人間の弱さ「有限」を実感/結婚情報業で明確なデータ

 3月11日の東日本大震災が、日本人に様様な意識の変化のをもたらしたことが指摘される。中でも一人で逞しく生きてきたと思っていたキャリアウーマンが、人との繋がりの大切さを痛感させたことが伝えられている。

 著名な雑誌にコラムを定期執筆しているある女性識者は、この日、茨城県水戸市で講演を終え、東京行きの新幹線を水戸駅のホームで待っていた時に地震に遭遇。その時の体験を同コラムに書いていたが、余りの揺れの激しさに、思わず横に立っていた初老の男性の腕にすがり付き、その人に手を引っ張られながら階段を降り避難することができたという。

 ひどく孤独にさいなまれ自分を失いかけていた時、バスの運転手に「東京からきたのか?」と声をかけられ、タクシーを捕まえやすい大通りまで連れて行ってもらうことができた。そこで、ようやくタクシーを拾え、目指す目的地に到着するまで、長い時間が経過したものの、その間、タクシーの運転手が、色々と話しかけてくれたおかげで次第に元気を取り戻した。バスやタクシーの運転手の話しかけてくる声を通し、限界状況で人間がいかに人の声によって勇気を与えられるかを実感した、と述べている。

 この手記のようなコラムには、この女性の夫や子供のことが全く出てこないことから、おそらく独身のキャリアウーマンだろう。この震災体験が、男性と長らく付き合いながらも、なかなか結婚へと踏み切れなかった多くの女性たちに結婚へと背中を押しているのだ。

 結婚相談所などの様々なデータをもとに、取材した女性たちにスポットを当てながら、3・11という「有事」を経験した多くの女性が、いかに従来の結婚に対する意識を変えたかを論じた新書『震災婚ー震災で生き方を変えた女たち/ライフスタイル・消費・働き方』(白河桃子著)は、その模様を軽快なタッチで描いている。

 全国で最大の会員数を誇る結婚情報サービス大手では、今年3月、会員同士が結婚に漕ぎ付け退会する「成婚退会者」の数が、昨年同期の数より約20%増加。首都圏女性に限れば、63%を超え、首都圏男性も44%の増加した。4月も同様に急増し、首都圏女性では57.1%の増加で、首都圏男性は60.0%も増加している。

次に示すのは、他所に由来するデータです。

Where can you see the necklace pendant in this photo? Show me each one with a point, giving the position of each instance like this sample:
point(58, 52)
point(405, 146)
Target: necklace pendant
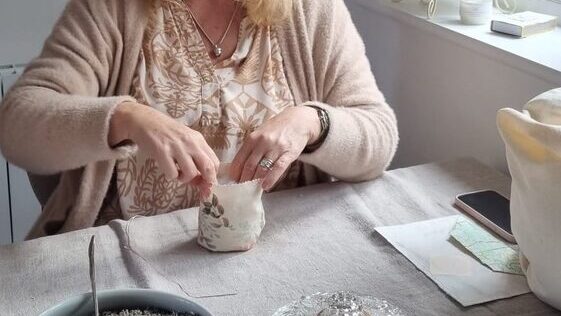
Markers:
point(217, 51)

 「何かが起きているとしか言いようがない」と、結婚情報カウンセラーは述べ、著者は「何かを起こしたのは東日本人大震災だ」と指摘。同結婚情報サービス大手の広報担当者は「交際から結婚に至るまでの期間も以前より短縮している」と分析する。

 つまり、著者は、今まで通りの平穏な日が続くと思い、交際しつつも結婚を先延ばししてきたカップルを、東日本大震災が結婚へ後押ししたと見ている。取り分け「産む性」である女性たちは、首都圏のような間接的な被災地でも「生命の危機」や「有限」であることを感じ取り、「やり残したこと、結婚、出産をしたい」との意識に転じた、との見解に立つ。

 冒頭の女性識者の話ではないが、独身のキャリアウーマンは、今回の震災で、家族を持つ人たちが真っ先に家族と連絡を取ろうとするのを見て、家族の重要性を実感したとされる。

  読売新聞の女性向けサイト「大手小町」(3月18日付)には、「周りの既婚者の方は、普段とは違う夫・妻・父・母の口調で家族と電話で話している様子が聞こえ、無事でよかったですねと安心する一方、(私には心配して電話をくれる配偶者も、慌てて電話をかける彼もいないんだ…)と痛感しました」(29歳、独身女性)との投稿が寄せられた。

グラフ

 また、著者は、一人暮らしの多い首都圏の女性たちから、「一人で瓦礫に埋もれたら誰も助けてくれない」という言葉を何回も聞いたと述べている。

 震災直後の混乱で、会社での仕事の時間が減少し、ゆっくり自宅で夫婦で過ごす時間が増すなかで、何年もすれ違いだった夫婦生活に転機が訪れ、赤ちゃんを授かったカップルも少なくないようだ。

 もちろん、震災を契機に「自分の事を真っ先に考えてくれなかった」という点が原因で分かれたカップルもあれば、不倫にけじめを付けた夫婦もあるという。いずれにせよ、大震災だという有事に直面する中で、婚期を迎えている未婚の男女は、結婚というそれまで曖昧にしていた人生の本質的な課題への対処を余儀なくされたといえる。

  今後、「いつ何が起こるか分からない」という意識から、男性の収入を第一のバロメーターにする「損得」婚から、結婚に家族との絆を最重視する「絆」婚に変わる可能性を著者は強調している。

 女性の年収がアップするなか、自分より収入のよい男性を見つけるという理想の結婚は狭き門となっているが、 そうした巡り合せを待ち続けられるのは、そのための時間がいくらでもあるという考え方が基本にある。しかし、東日本大震災で時間は有限であり、「いつ何が起こるか分からない」という強い印象を女性たちに与えた。

  そうした可能性の少ない結婚を待ち続けるより、震災時に感じた「一人でいることの不安」、人間の弱さ・もろさにさいなまれないように、家族の絆を求めての結婚志向に変わっていくと見られる。

  これまで女性たちは、男女共同参画社会の目的を履き違え、自分だけでしっかり生きていけるキャリアを磨くべきであり、結婚して家庭に入り、専業主婦となるのは望ましくないとするフェミニストの影響を受けてきた。こうした風潮のなかで、女性の初婚年齢は一貫して遅れてきたのだった。

 これに伴い、結婚した女性の初産年齢も限りなく30歳に近づいている。初産年齢が高くなれば、必然的に産める子供の数も減少してくる。こうして社会における少子高齢化が一気に進んできたのが1990年代から2000年代にかけての動きであった。

 加えて、例え夫と離婚しても大丈夫なように、キャリアを磨いておくべきだとの議論まで登場。こうした考え方の延長で、女性は生涯独身でも、離婚しても、また配偶者と死別するケースでも女性の方が後に残されることが多いとして、その備えを気ままに論じた『おひとりさまの老後』というフェミニスト学者による著書がもてはやされた。

  今回の震災は、そうした議論が浅薄であることを示すとともに、「結婚まで性的交渉を持たず、結婚後は夫婦で貞操を守る」というスタイルこそが、本当の幸せをもたらし、目指すべき方向であることを明確にしつつあると言えよう。